The meeting was called by the International Centre for Science and High Technology of the United Nations Industrial Development Organization (ICS-UNIDO) to discuss the role that international organisations — and ICS-UNIDO in particular — could play in helping developing nations tackle this emerging field of technology.

Rudra Pratrap, of the Indian Institute for Science, said he felt developing countries were doing enough in terms of nanotechnology research and education.

But he added that while researchers in developing countries might not need the help of international organisations to contact their counterparts in the United States, a forum of gathering entrepreneurs in the South and companies in the North would be valuable.

Terry Turney, co-chair of an Asian regional network for nanotechnology, said that unless the industrial sector is brought on board "there will be no house for the research and development that we do, no home for the inventions".

Roop Mahajan, a nanotechnology researcher from the University of Colorado, United States, pointed out that the vast majority of new employment in the United States is offered by new companies, and that many of these ventures were founded by researchers.

Mahajan is no stranger to the phenomenon. Several of his own students have created companies based on research they did in his laboratory.

The challenge for many developing countries lies in their lack of infrastructure or a tradition of partnerships between research and industry. Mahajan suggested that ICS-UNIDO undertake projects in different regions to develop a framework for successful partnership and training to address this.

In the meeting's concluding remarks, he proposed that funding agencies such as UNIDO help to obtain US$2 million a year for five years to fund a capacity-building project in the South that would give equal importance to research and entrepreneurial training.

The programme would fund two projects per region — one on education and training, and one on technology transfer and industry partnership. These projects would relate to a field of technology, such as safe drinking water or renewable energy, chosen by the region or country as key to its development.

This point — that developing countries need to prioritise their own nanotechnology needs — was also emphasised by several participants at the meeting.

Nanotechnology offers a range of potential applications, from water filters to refrigeration and drug delivery systems.

Some could be more relevant for certain nations: Bangladesh, for instance, might focus on applications addressing its widespread problem of arsenic-contaminated drinking water.

In addition, the potential number of applications is so huge that many countries will not be able to develop them all to a competitive level.
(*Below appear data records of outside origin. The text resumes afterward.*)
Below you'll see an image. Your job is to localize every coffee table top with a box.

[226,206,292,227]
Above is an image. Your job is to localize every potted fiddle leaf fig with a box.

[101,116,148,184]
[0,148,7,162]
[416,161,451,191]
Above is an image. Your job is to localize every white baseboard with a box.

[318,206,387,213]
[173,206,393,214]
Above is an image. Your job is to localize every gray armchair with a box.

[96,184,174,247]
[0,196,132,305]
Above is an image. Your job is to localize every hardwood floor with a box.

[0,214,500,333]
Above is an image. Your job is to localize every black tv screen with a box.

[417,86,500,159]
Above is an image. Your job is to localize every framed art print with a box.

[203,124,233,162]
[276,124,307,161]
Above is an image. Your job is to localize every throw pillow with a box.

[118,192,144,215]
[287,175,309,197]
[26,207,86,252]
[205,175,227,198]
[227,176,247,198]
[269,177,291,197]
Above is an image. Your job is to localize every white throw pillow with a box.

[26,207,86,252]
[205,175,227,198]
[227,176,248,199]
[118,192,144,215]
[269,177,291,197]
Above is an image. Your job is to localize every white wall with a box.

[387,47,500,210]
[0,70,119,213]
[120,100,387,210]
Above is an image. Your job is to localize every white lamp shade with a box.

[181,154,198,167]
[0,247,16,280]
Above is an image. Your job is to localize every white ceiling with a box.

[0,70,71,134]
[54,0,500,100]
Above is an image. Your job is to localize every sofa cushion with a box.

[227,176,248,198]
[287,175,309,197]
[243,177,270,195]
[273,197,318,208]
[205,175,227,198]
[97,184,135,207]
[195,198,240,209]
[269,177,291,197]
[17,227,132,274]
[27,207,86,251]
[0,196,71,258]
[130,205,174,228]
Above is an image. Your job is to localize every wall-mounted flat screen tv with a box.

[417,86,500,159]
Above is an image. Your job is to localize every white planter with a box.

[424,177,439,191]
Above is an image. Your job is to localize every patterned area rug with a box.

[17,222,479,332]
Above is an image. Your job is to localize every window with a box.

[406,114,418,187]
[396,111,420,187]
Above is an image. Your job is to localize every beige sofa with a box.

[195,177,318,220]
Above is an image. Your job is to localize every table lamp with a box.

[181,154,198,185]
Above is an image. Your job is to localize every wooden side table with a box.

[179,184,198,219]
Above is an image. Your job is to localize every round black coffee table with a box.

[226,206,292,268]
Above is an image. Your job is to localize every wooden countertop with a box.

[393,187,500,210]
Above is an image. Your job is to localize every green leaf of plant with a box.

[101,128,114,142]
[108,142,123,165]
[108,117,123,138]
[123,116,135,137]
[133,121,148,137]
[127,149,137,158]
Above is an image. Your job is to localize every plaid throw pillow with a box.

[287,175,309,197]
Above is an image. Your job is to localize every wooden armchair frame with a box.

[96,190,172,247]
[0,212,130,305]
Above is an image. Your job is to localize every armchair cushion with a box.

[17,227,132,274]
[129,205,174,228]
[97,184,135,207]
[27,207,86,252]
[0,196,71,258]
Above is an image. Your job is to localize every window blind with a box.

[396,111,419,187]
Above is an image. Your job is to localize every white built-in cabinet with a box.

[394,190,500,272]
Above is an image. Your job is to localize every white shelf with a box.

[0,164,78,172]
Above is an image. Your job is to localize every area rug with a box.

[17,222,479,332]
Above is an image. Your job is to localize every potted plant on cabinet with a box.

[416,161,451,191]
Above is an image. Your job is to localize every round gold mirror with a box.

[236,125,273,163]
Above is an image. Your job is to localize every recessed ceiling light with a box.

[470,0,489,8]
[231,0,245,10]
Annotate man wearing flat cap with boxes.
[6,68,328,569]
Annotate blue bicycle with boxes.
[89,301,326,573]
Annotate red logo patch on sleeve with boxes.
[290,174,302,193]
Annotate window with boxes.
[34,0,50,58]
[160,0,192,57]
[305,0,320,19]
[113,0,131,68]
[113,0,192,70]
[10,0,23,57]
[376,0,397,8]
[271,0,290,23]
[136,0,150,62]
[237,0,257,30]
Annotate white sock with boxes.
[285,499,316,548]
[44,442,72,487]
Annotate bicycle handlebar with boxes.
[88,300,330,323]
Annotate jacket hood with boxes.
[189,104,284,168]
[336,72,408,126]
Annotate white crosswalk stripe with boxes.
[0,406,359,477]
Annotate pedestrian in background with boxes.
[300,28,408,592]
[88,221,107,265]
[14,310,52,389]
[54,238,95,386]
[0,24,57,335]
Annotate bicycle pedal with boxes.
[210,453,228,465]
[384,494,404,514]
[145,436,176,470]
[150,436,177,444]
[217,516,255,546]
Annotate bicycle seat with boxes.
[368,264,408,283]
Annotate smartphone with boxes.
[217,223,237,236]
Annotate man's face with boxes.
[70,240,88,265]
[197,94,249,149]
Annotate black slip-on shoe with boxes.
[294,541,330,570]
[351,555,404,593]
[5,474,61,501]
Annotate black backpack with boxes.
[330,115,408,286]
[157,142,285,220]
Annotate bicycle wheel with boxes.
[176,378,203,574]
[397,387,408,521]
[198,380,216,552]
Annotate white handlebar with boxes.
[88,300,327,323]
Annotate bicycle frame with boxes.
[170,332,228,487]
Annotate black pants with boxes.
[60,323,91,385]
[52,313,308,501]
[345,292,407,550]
The selective approach is one that Argentina has already adopted, according to Alberto Lamagna of the National Atomic Energy Commission in Argentina. Lamagna said that his country's approach was to focus funding and research and development capacity on a few applications, in order to become leading players.

Neerish Revaprasadu of the University of Zululand in South Africa said that government, industry and academia in his country were all trying to determine which applications to focus on. "Generally," he said, "we want to work in an area like water purification where people will see the benefit."

Speaking to SciDev.Net, Luisa Mestroni, managing director of ICS-UNIDO, said that developing nations needed to organise national consultations to choose their focus areas in nanotechnology. They could then put the results to her organisation, which could help them approach international organisations.